Roads in the Wilderness : Conflict in canyon country
Salt Lake City, UT
University of Utah Press
The canyon country of southern Utah and northern Arizona--a celebrated desert of rock and sand punctuated by gorges and mesas--is a region hotly contested among vying and disparate interests, from industrial developers to wilderness preservation advocates. Roads are central to the conflicts raging in an area perceived as one of the last large roadless places in the continental United States. The canyon country in fact contains an extensive network of dirt trails and roads, many originally constructed under the authority of a one-sentence statute in an 1866 mining law, later known as R.S. 2477. While well-groomed and paved roads came to signify the industrialization of the modern age, twentieth century conservationists have regarded roads as intrusive human imprints on the nation's wild lands. Roads connect rural communities, spur economic growth, and in some cases blend harmoniously into the landscape, but they also fracture and divide, disturb wildlife and habitat, facilitate industrial development, and spoil wilderness. Rogers reflects on the meaning of roads amid environmental conflicts that continue to grip the canyon country. Transporting readers from road controversies like the infamous Burr Trail battle to the contentious web of roads in Grand Staircase-Escalante National Monument to off-roading in Arch Canyon, Rogers demonstrates how the conflicts are deeply rooted in history and culture.

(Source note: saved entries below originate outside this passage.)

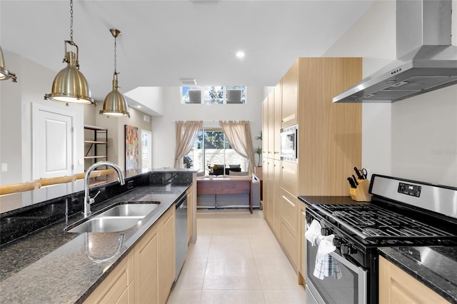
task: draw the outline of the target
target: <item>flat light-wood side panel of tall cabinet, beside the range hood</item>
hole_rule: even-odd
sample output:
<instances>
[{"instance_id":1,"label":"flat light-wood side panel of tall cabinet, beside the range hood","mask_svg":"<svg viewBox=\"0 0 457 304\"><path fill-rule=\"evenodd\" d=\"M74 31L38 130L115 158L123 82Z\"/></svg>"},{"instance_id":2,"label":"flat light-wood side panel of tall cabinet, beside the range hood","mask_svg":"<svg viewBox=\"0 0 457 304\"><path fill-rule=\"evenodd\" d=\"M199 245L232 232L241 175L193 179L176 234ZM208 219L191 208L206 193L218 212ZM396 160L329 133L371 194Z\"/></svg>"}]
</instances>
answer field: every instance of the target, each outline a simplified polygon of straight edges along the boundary
<instances>
[{"instance_id":1,"label":"flat light-wood side panel of tall cabinet, beside the range hood","mask_svg":"<svg viewBox=\"0 0 457 304\"><path fill-rule=\"evenodd\" d=\"M348 196L347 177L361 166L362 109L332 98L361 79L361 58L297 62L299 194Z\"/></svg>"}]
</instances>

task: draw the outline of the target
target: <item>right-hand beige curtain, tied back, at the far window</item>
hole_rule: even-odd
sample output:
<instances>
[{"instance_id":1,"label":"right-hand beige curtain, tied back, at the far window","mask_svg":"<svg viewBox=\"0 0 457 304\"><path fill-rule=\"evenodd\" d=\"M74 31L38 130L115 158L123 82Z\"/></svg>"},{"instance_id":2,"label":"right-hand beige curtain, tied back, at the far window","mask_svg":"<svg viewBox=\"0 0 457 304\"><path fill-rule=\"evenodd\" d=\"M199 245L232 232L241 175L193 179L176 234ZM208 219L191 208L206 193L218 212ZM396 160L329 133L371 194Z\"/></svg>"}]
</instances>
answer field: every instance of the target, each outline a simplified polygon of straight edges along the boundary
<instances>
[{"instance_id":1,"label":"right-hand beige curtain, tied back, at the far window","mask_svg":"<svg viewBox=\"0 0 457 304\"><path fill-rule=\"evenodd\" d=\"M254 153L249 121L219 121L227 140L235 151L248 158L248 173L254 172Z\"/></svg>"}]
</instances>

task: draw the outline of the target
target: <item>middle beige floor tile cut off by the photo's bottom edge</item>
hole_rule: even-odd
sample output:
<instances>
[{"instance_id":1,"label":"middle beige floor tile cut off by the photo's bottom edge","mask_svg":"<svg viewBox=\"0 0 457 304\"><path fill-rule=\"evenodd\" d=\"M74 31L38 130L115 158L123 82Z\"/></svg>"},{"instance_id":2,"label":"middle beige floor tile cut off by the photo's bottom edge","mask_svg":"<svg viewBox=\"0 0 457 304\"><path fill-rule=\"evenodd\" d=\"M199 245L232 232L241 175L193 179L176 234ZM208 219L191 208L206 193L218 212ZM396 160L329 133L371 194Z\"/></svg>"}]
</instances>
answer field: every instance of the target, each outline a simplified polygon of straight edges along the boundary
<instances>
[{"instance_id":1,"label":"middle beige floor tile cut off by the photo's bottom edge","mask_svg":"<svg viewBox=\"0 0 457 304\"><path fill-rule=\"evenodd\" d=\"M262 290L203 290L201 304L264 304Z\"/></svg>"}]
</instances>

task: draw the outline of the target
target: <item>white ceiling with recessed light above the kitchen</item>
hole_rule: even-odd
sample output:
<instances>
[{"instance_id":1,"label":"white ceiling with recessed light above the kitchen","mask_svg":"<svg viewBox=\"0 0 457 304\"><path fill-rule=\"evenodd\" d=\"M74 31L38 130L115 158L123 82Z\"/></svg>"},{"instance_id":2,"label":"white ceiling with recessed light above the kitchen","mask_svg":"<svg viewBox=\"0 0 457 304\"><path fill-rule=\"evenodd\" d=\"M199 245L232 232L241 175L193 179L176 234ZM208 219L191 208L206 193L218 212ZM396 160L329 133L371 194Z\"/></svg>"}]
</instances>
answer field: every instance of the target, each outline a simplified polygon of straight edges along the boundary
<instances>
[{"instance_id":1,"label":"white ceiling with recessed light above the kitchen","mask_svg":"<svg viewBox=\"0 0 457 304\"><path fill-rule=\"evenodd\" d=\"M200 86L274 86L296 58L322 56L373 2L74 0L74 42L96 100L111 91L111 28L122 32L117 70L123 93L181 86L180 78ZM69 10L67 0L0 0L2 49L63 69ZM238 50L243 59L236 58Z\"/></svg>"}]
</instances>

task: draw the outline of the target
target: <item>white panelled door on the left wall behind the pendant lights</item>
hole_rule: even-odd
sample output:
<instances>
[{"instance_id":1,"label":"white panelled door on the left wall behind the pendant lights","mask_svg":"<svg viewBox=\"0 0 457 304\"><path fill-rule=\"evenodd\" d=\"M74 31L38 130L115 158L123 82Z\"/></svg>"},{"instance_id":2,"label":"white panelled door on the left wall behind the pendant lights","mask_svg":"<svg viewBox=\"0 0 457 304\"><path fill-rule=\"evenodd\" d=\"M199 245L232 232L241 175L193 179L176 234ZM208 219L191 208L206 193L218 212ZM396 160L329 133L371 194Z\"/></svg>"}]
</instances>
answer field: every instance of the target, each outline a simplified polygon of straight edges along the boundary
<instances>
[{"instance_id":1,"label":"white panelled door on the left wall behind the pendant lights","mask_svg":"<svg viewBox=\"0 0 457 304\"><path fill-rule=\"evenodd\" d=\"M73 173L73 121L71 113L34 106L32 178L68 176Z\"/></svg>"}]
</instances>

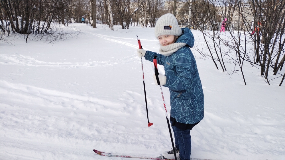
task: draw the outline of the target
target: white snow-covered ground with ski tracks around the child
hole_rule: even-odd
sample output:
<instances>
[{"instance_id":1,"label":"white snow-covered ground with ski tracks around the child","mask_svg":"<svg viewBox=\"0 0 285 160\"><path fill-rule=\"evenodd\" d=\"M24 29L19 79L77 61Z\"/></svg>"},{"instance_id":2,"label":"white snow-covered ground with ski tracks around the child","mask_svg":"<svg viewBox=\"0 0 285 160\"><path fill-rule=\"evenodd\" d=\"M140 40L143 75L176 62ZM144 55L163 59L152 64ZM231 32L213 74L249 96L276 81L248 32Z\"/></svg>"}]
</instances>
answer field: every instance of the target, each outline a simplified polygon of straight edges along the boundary
<instances>
[{"instance_id":1,"label":"white snow-covered ground with ski tracks around the child","mask_svg":"<svg viewBox=\"0 0 285 160\"><path fill-rule=\"evenodd\" d=\"M152 78L153 64L143 60L149 121L154 123L147 127L136 54L136 35L144 49L158 51L154 29L74 27L83 34L53 44L26 43L23 38L13 45L1 42L0 159L125 160L97 155L93 149L147 157L170 150L160 89ZM198 31L193 33L196 39L201 37ZM205 117L191 131L191 157L284 160L281 77L268 85L257 68L245 64L244 85L241 75L230 79L211 60L197 59L197 65ZM163 66L159 70L163 73ZM163 87L163 92L170 111L169 91Z\"/></svg>"}]
</instances>

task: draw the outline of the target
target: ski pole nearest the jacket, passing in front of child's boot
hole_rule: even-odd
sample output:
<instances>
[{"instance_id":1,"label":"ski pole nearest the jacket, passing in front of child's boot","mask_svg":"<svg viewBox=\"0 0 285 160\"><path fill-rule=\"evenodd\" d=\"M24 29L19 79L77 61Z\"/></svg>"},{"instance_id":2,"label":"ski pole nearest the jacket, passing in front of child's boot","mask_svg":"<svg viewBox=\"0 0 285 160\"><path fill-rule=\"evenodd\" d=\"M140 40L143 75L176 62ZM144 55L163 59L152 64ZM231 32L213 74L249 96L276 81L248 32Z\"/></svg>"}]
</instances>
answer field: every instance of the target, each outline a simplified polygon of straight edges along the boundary
<instances>
[{"instance_id":1,"label":"ski pole nearest the jacket, passing in front of child's boot","mask_svg":"<svg viewBox=\"0 0 285 160\"><path fill-rule=\"evenodd\" d=\"M176 157L176 150L175 150L175 148L174 148L172 133L171 133L170 125L169 125L168 114L167 114L167 110L166 110L166 106L165 106L165 102L164 102L164 96L163 96L162 88L161 88L161 85L160 85L160 82L159 82L159 79L158 79L159 73L158 73L158 70L157 70L157 60L156 60L156 56L154 56L154 58L153 58L153 64L154 64L154 74L155 74L155 78L156 78L156 81L157 81L157 85L160 86L160 92L161 92L161 96L162 96L162 100L163 100L163 106L164 106L164 110L165 110L165 117L166 117L168 129L169 129L169 134L170 134L170 139L171 139L171 143L172 143L172 148L173 148L173 151L174 151L174 157L175 157L175 160L177 160L177 157Z\"/></svg>"}]
</instances>

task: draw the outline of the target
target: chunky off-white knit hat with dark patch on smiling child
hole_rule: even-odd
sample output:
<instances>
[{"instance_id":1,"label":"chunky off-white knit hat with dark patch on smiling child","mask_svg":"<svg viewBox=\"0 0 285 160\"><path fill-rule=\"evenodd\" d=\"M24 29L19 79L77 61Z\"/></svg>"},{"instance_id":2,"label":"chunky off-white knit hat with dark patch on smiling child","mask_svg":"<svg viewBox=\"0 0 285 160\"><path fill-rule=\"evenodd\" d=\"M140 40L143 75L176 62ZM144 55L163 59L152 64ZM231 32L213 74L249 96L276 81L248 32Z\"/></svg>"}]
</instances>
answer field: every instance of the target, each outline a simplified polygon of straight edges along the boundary
<instances>
[{"instance_id":1,"label":"chunky off-white knit hat with dark patch on smiling child","mask_svg":"<svg viewBox=\"0 0 285 160\"><path fill-rule=\"evenodd\" d=\"M178 25L177 19L171 13L161 16L154 27L154 35L157 38L160 35L177 35L180 36L182 30Z\"/></svg>"}]
</instances>

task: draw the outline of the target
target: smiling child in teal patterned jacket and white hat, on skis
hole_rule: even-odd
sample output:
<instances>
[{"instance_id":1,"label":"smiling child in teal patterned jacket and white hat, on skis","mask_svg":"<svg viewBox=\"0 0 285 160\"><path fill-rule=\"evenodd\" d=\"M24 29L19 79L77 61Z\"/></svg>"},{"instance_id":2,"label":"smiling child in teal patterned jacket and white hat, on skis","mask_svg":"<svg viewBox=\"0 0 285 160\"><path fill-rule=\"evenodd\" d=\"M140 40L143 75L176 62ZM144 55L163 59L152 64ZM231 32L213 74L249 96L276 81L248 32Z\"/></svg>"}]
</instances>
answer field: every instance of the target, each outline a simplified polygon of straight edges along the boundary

The first permanent Anglo-American settlers in the region were Mormon pioneers and current views about land and resource use in southern Utah often derive from stories about how those pioneer ancestors defied wilderness to found their communities in the desert. "Roads in the Wilderness "will be of interest to environmentalists, historians, and those who live in the American West, challenging readers to think about the canyon country and the stories embedded in the land.